Rigel endures another clinical setback as eye drug flunks Phase II

Rigel Pharmaceuticals' ($RIGL) pipeline just got a little thinner, as another failed clinical trial has dimmed its hopes in dry eye disease, the latest in a string of missteps for the biotech.

In a Phase II study, Rigel's R348 missed its primary and secondary endpoints in patients with dry eye disease, failing to significantly beat placebo in eye staining, tear production and disease symptom scores over 12 weeks, the company said. Rigel has decided against moving into Phase III with the drug, which inhibits the JAK and SYK enzymes, but it's choosing not to interrupt an ongoing Phase II study testing the treatment's effect on dry eye in patients with graft-versus-host disease.

Separately, the South San Francisco company is calling it quits on R118, an indirect AMPK activator targeting muscle pain, citing some alarming side effects in Phase I.

That trims Rigel's proprietary pipeline down to just fostamatinib, an oral SYK blocker that once held promise in rheumatoid arthritis. After a 2013 late-stage failure cast a shadow over the drug's potential in that disease, ex-partner AstraZeneca ($AZN) washed its hands of the program and handed it back to Rigel, which is now studying it in a Phase III trial on the blood disorder immune thrombocytopenic purpura and planning a Phase II for IgA nephropathy, an autoimmune disease of the kidneys.

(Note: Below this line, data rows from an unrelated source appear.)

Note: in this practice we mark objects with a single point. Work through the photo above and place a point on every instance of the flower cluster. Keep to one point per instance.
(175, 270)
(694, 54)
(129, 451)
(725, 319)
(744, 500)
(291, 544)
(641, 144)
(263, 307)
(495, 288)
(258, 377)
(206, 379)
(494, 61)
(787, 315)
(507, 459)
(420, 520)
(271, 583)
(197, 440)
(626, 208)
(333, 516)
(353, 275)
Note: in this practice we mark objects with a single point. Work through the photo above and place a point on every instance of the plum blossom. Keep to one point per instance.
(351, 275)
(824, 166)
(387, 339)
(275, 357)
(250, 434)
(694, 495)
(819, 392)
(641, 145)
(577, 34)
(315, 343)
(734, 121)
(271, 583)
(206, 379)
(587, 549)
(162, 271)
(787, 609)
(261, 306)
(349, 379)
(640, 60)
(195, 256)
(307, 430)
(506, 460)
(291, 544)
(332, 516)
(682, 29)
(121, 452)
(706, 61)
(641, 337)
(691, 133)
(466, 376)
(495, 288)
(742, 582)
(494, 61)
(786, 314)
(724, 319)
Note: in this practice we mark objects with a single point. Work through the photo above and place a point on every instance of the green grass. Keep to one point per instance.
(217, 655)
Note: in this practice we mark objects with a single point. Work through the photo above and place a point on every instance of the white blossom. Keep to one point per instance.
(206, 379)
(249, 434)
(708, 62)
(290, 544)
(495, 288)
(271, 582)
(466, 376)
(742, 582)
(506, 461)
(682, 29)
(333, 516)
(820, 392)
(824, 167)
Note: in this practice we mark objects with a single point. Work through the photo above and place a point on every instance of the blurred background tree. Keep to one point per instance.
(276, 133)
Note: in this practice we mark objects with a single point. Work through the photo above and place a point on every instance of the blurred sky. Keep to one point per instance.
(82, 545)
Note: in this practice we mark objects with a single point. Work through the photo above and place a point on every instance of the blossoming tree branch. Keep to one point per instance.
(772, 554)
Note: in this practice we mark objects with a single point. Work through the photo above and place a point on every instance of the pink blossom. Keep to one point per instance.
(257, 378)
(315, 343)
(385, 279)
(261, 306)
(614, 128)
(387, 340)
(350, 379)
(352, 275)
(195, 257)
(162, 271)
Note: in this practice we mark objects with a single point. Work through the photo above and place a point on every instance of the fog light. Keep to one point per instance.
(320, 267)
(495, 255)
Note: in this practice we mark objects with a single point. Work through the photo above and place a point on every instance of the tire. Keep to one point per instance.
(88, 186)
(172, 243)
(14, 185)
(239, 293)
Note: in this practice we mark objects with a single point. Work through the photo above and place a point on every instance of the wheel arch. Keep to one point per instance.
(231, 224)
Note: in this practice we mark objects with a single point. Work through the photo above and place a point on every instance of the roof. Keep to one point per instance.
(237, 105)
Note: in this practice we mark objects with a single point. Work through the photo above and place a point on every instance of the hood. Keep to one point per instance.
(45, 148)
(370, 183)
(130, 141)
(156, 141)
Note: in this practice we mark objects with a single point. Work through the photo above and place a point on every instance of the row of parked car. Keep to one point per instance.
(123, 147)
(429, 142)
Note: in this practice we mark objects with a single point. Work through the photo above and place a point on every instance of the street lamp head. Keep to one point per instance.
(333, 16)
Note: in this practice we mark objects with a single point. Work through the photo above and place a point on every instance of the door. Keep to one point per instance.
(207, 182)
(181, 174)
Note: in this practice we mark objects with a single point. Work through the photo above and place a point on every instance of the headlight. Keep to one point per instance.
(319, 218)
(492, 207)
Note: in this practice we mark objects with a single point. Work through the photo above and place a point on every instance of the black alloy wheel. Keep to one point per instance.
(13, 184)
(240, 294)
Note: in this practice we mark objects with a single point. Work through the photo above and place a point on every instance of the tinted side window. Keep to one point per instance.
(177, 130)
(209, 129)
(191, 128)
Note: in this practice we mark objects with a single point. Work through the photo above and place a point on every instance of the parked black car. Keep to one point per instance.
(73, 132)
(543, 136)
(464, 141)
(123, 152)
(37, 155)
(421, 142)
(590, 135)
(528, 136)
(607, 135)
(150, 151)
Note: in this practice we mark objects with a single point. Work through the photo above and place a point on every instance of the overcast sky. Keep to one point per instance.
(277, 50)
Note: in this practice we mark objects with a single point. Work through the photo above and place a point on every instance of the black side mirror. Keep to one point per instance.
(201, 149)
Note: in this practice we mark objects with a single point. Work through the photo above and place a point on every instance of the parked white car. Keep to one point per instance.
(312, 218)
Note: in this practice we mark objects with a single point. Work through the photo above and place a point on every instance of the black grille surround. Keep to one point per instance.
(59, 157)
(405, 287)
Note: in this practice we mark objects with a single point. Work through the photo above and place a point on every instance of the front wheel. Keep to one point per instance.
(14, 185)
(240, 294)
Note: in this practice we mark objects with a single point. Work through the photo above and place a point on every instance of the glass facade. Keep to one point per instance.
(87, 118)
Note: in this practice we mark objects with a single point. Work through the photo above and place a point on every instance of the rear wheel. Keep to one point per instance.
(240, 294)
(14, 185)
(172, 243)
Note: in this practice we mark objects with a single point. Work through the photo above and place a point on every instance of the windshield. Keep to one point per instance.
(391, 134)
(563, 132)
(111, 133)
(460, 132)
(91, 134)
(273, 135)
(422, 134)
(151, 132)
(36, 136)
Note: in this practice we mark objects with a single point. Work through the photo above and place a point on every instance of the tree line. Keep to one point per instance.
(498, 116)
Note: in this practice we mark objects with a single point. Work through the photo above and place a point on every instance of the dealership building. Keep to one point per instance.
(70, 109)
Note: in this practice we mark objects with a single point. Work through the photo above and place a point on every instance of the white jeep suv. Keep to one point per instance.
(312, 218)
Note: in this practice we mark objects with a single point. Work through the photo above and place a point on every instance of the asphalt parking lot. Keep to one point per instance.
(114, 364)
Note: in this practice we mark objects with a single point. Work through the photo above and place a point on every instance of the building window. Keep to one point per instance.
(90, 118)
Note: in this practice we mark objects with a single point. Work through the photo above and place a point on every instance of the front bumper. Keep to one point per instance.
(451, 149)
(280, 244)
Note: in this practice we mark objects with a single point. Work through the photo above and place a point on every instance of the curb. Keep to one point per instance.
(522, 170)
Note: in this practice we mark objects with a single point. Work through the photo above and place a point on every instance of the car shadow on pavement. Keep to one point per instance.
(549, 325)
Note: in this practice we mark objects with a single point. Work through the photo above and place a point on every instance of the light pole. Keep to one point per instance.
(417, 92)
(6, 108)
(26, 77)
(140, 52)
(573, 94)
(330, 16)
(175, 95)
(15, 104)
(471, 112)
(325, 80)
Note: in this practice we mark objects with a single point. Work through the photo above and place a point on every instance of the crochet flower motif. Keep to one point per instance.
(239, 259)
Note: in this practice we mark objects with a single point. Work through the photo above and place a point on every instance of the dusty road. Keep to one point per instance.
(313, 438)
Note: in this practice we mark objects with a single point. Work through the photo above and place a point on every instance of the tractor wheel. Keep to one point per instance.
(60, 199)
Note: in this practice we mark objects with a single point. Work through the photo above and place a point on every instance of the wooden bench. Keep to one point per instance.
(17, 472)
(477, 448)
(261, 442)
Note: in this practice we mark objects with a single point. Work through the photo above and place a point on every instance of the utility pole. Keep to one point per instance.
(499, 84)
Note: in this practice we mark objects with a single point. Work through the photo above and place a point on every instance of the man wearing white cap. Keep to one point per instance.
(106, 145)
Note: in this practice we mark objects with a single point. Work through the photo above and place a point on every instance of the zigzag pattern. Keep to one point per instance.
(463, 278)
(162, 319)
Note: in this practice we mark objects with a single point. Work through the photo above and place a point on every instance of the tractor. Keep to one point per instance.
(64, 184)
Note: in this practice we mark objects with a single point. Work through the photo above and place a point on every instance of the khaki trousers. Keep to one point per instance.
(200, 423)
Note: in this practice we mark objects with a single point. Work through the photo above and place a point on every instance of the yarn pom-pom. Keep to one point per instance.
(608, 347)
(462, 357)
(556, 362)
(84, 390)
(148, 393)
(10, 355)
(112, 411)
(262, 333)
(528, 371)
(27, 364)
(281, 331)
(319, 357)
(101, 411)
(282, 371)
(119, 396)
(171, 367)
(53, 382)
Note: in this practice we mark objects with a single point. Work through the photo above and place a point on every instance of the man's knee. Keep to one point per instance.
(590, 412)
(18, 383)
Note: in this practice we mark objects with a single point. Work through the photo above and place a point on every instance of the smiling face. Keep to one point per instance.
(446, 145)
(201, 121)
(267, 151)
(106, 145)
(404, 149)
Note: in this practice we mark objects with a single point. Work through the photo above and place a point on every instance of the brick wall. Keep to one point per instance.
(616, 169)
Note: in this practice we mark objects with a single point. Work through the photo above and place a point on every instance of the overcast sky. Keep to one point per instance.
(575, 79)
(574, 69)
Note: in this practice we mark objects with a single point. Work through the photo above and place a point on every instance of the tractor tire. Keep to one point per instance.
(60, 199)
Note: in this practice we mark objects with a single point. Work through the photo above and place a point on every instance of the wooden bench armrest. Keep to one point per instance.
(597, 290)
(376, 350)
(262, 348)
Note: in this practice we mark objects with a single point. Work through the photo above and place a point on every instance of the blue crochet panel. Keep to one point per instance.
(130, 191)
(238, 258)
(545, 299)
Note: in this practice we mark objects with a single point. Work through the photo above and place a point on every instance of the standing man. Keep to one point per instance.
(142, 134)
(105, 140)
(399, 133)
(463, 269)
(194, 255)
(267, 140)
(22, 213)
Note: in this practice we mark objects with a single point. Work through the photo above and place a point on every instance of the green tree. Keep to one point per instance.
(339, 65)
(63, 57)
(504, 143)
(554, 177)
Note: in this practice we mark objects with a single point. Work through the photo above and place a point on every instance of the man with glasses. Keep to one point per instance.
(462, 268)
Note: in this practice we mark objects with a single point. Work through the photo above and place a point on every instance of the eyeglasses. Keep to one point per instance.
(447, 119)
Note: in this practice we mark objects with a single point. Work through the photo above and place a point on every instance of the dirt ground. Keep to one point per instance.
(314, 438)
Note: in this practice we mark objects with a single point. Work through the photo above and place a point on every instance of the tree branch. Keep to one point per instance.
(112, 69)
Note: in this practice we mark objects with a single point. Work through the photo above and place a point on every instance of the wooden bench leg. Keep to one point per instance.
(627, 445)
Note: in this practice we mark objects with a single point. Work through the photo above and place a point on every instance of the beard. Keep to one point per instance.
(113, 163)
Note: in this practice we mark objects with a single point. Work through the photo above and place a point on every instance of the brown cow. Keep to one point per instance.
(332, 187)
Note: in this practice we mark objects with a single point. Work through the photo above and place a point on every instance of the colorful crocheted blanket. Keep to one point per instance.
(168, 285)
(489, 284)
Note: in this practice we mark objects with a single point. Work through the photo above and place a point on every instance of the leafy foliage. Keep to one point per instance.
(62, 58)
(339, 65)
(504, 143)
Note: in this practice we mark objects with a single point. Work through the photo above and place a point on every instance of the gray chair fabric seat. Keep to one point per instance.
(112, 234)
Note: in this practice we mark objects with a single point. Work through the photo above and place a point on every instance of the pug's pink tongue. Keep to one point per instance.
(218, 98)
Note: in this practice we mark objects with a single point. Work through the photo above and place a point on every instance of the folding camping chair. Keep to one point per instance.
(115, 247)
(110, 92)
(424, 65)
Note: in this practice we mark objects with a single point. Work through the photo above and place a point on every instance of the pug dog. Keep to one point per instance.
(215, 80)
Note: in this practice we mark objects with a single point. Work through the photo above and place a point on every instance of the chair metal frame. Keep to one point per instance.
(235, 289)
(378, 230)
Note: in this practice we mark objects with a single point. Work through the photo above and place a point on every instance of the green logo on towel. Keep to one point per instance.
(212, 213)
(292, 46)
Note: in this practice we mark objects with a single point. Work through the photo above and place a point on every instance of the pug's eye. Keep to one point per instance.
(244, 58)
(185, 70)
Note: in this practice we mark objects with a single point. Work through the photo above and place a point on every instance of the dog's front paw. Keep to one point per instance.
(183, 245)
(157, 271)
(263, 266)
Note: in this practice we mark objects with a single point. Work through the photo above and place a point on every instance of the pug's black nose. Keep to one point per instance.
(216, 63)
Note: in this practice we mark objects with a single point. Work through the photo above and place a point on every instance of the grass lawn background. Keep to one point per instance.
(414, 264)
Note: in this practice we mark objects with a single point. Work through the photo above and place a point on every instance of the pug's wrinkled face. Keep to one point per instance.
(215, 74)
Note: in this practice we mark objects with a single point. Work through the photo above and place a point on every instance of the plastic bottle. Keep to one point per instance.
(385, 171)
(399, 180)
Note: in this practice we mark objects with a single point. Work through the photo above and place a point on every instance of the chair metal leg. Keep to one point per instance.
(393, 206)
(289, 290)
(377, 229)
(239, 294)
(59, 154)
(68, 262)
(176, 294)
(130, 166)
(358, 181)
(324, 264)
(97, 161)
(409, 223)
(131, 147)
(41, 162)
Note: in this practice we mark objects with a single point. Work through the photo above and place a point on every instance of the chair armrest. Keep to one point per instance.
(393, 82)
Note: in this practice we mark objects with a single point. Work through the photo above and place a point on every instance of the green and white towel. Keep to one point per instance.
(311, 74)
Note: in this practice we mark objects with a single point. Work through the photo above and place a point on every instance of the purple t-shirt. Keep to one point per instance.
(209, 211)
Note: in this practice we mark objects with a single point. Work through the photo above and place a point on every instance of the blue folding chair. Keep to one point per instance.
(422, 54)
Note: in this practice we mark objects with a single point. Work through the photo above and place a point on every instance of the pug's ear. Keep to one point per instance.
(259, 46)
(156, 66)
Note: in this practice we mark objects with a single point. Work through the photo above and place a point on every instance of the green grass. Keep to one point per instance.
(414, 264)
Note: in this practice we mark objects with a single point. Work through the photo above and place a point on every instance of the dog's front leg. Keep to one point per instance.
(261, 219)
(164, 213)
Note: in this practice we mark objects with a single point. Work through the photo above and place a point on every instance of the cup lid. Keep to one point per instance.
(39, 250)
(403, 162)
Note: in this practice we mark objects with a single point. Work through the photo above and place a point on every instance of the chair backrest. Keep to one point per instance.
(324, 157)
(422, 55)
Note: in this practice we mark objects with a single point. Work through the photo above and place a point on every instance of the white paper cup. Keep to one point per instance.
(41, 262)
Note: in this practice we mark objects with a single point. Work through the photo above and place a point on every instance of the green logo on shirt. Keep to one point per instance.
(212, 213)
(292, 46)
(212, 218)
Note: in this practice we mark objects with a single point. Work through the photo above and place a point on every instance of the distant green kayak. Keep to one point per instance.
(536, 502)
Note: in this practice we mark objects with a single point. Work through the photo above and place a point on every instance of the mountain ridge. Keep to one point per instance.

After AstraZeneca walked out on fostamatinib, Rigel regrouped and restructured, shedding R&D staffers and focusing on mid-stage studies of R333, a topical lupus treatment, and R348. Months later, the former drug came up short in Phase II, leading the company to abandon yet another program.

Now, with R348's dry eye indication following suit, the company is again narrowing its focus.

"Demonstrating clinical benefit in patients with dry eye disease remains a significant challenge for the pharmaceutical industry," CEO James Gower said in a statement. "Our energies and resources going forward are committed to supporting fostamatinib in its advanced clinical development."

Rigel's shares opened about 11% down on Wednesday morning, and the biotech's value has plummeted nearly 65% since fostamatinib's first failure in arthritis.